XVII.1. Les images, les formes et les
réalités spirituelles
Les éléments que nous avons réunis sur le Monde imaginal dans les Écrits de
Baha'u'llah sont malheureusement encore trop peu nombreux pour nous permettre
de déterminer la place exacte du Monde imaginal dans sa pensée, et sa relation
avec le Monde imaginal de l'École ishraqie. Cependant, si nous acceptons l'hypothèse
d'un "Monde imaginal", encore faut-il déterminer ce que celui-ci renferme. Or,
il n'y a pas de doute que les images (hay'at) et les formes (suwar) qui, d'après
'Abdu'l-Baha, peuplent ce Monde imaginal, appartiennent à la catégorie des réalités
spirituelles (haqa'iq) ou pour le moins à celle des réalités intelligibles telles
que les réalités conceptuelles. Ceci implique que ces réalités spirituelles
doivent être hiérarchisées en fonction du statut ontologique du monde dans lequel
elles se déploient.
En fait, si on revient à ce qui semble être la pensée la plus profonde des Écrits
de Baha'u'llah, il existe un continuum depuis le monde du Lahut jusqu'au monde
de Nasut. La distinction que nous établissons entre eux est purement humaine.
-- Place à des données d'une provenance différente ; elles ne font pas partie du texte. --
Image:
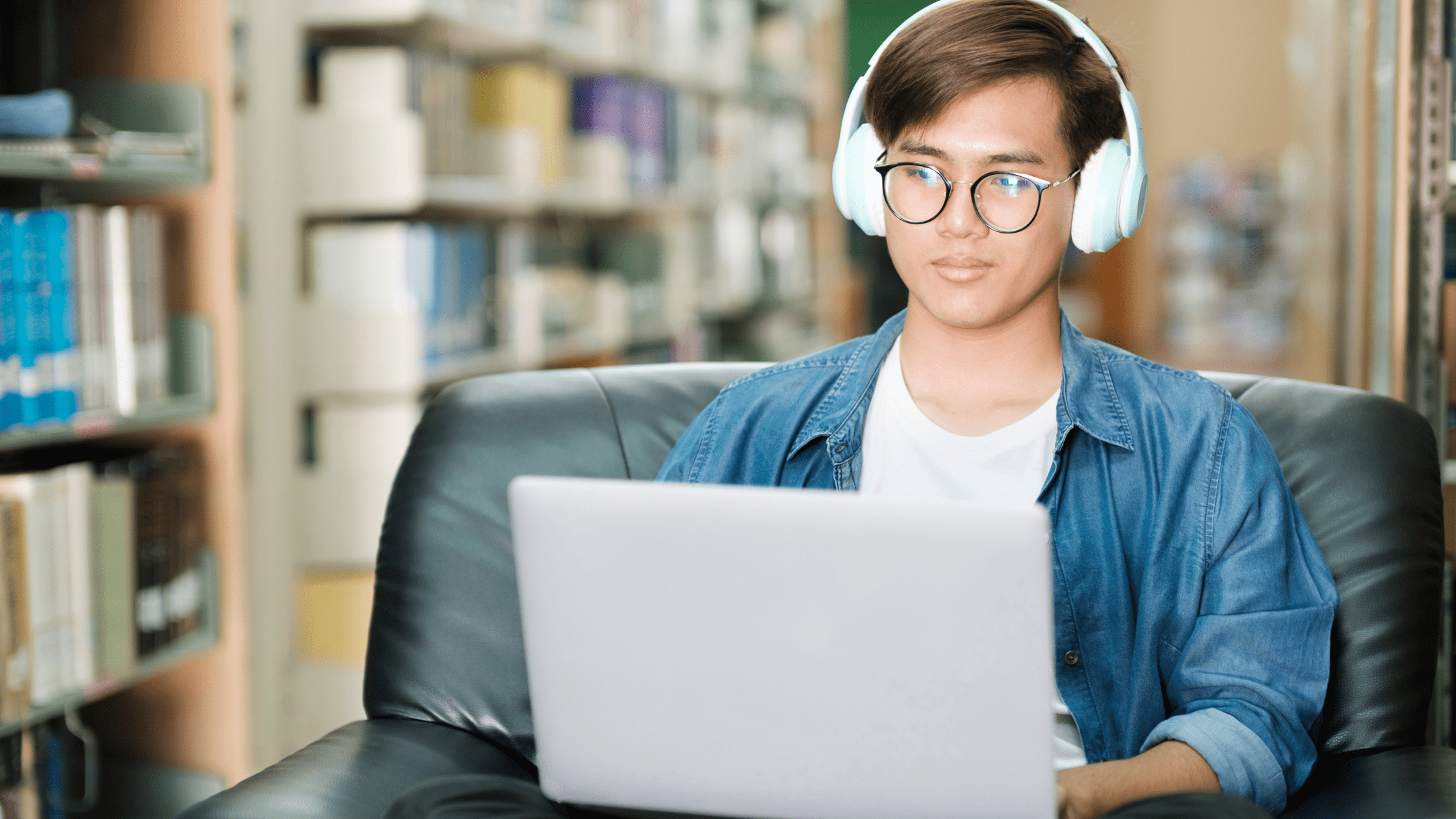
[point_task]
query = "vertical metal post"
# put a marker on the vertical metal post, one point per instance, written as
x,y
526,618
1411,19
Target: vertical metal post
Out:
x,y
1424,369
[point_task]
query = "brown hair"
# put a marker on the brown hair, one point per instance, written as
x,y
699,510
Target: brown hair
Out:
x,y
980,43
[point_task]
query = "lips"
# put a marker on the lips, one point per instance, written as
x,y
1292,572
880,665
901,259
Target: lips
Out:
x,y
961,268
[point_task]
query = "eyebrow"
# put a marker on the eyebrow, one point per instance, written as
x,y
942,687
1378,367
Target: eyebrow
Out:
x,y
1004,158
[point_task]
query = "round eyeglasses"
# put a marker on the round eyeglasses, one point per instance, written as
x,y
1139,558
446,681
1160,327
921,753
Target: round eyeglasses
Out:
x,y
1004,200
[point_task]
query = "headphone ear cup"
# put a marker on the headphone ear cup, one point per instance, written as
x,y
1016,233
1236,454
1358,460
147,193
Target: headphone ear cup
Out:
x,y
1095,212
861,183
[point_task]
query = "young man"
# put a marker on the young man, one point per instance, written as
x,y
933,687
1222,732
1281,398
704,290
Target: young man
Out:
x,y
1193,606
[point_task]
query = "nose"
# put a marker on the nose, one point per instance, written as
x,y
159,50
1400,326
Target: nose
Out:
x,y
959,220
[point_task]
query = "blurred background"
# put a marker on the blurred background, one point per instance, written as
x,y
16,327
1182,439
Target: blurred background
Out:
x,y
246,241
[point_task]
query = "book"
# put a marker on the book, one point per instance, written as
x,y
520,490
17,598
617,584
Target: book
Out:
x,y
32,309
15,651
57,363
120,337
88,296
41,586
522,99
114,560
72,487
149,330
9,326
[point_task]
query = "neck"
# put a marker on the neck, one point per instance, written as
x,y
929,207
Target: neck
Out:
x,y
973,381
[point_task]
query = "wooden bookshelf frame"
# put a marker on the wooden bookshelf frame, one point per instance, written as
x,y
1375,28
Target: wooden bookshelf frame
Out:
x,y
192,713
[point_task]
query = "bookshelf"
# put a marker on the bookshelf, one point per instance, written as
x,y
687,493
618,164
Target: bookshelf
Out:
x,y
155,665
660,260
184,705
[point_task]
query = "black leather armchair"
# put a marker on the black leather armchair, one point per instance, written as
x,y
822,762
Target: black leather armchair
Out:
x,y
446,681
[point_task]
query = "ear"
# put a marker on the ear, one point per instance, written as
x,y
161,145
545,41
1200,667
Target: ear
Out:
x,y
1095,212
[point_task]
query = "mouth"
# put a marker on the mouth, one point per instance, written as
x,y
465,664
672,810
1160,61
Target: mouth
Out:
x,y
961,268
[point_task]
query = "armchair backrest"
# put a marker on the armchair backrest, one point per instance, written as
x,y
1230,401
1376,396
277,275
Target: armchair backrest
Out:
x,y
446,640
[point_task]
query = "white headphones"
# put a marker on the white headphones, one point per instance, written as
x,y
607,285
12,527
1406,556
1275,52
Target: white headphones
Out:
x,y
1114,181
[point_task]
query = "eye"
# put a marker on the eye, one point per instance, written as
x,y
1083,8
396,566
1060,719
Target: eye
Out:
x,y
924,176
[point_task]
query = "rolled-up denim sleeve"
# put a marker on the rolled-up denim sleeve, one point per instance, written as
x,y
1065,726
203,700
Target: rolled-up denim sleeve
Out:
x,y
683,461
1250,679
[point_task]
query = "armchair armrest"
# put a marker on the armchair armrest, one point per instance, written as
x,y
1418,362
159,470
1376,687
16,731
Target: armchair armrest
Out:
x,y
1404,783
357,772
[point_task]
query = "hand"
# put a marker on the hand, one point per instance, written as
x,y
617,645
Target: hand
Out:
x,y
1066,806
1093,790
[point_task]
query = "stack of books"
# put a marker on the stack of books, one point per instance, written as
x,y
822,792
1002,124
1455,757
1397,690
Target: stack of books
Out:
x,y
82,314
389,300
98,571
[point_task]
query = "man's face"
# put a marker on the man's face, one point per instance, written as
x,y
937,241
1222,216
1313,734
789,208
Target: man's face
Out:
x,y
959,270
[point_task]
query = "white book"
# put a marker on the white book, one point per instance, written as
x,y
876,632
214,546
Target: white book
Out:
x,y
148,304
361,321
73,510
44,605
363,79
346,491
51,504
123,366
85,222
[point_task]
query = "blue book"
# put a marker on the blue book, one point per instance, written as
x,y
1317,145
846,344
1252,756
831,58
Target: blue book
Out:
x,y
472,289
62,347
32,308
440,291
9,326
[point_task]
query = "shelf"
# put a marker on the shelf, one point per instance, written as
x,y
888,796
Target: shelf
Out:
x,y
191,381
484,363
159,140
161,660
569,49
491,194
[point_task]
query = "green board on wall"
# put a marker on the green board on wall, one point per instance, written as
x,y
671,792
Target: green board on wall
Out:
x,y
870,22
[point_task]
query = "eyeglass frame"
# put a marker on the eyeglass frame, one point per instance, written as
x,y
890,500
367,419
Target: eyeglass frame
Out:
x,y
1040,184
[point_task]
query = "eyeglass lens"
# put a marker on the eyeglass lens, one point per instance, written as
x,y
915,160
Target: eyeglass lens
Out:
x,y
1005,202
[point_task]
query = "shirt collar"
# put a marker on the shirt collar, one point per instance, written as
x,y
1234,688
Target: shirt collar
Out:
x,y
1088,398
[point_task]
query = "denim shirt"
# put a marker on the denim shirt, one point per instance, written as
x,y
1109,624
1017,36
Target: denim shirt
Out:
x,y
1190,598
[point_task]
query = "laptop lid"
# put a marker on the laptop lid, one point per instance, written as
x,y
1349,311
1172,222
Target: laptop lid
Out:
x,y
785,653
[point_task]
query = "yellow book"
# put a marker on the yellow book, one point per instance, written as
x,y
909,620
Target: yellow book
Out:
x,y
522,95
15,653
Chacun de ces mondes interpénètre tous les autres. Les relations indissolubles
qui lient le plérôme les rendent indissociables; de même que, par exemple, on
ne peut dissocier l'Amour de Dieu de sa Connaissance ou de sa Volonté.
Chacun de ces mondes est à la fois le miroir qui reçoit la lumière du monde
qui se trouve au-dessus, et le luminaire qui illumine, par le pouvoir de l'Esprit
saint, le monde qui se trouve au-dessous. Les réalités spirituelles de chacun
de ces mondes sont également des miroirs qui reflètent la lumière propre à chaque
monde.
Finalement, il n'existe dans le monde créaturel qu'une seule réalité qui est
celle des attributs de Dieu. Les réalités spirituelles ne sont que les degrés
qui permettent aux attributs divins de se refléter de miroirs en miroirs juqu'au
monde sensible. Par conséquent, distinguer entre les archétypes (a'yan), les
formes eidétiques (qabiliyyat) et les quiddités (mahiyyat), n'est qu'un pur
jeu de l'esprit qui dissimule l'unicité de ces réalités spirituelles.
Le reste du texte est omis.